Among the measures dealing with the Internet, it seeks to criminalize online identity theft, allow police to tap Internet connections as well as phone lines during investigations, and target child pornography by ordering ISPs to filter Internet connections.
ISPs will be required to block access to any Internet address the authorities consider necessary to prevent distribution of child pornography.
Critics of the bill, while opposing the distribution of child pornography, say filtering is the wrong way to go about it.
In a report analyzing the economics of the child pornography business, journalist Fabrice Epelboin warned that filtering URLs will have no effect, as distributors of such materials are already using encrypted peer-to-peer systems to deliver their wares.
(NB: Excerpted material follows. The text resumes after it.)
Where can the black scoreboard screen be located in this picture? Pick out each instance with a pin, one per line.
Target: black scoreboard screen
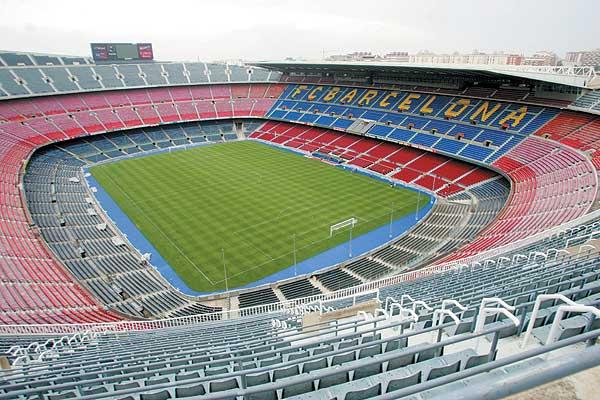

During the debate, Deputy Lionel Tardy cited a report from the French Federation of Telecommunications that said filtering would cost up to €140 million (US$190 million) yet remain largely ineffective against the main distribution channels for child pornography.
As if that weren’t enough, others say that blocking sites suspected of hosting child pornography is likely to affect blameless sites at the same IP (Internet protocol) address, so-called “collateral damage.”
Opposition deputies tried unsuccessfully to amend the bill to require blocking only of specific URLs or documents to avoid this problem. They also wanted a judge to review the list of blocked URLs each month to ensure that sites were not needlessly blocked, and to make the filters a temporary measure until their effectiveness was proven, but those amendments too were rejected by the government majority.
Once the filter system is in place, say its opponents, it could be used to limit access to other Internet sites.
President Nicolas Sarkozy is already thinking along those lines. In a speech to members of the French music and publishing industries in January, Sarkozy said that authorities should experiment with filtering in order to automatically remove all forms of piracy from the Internet.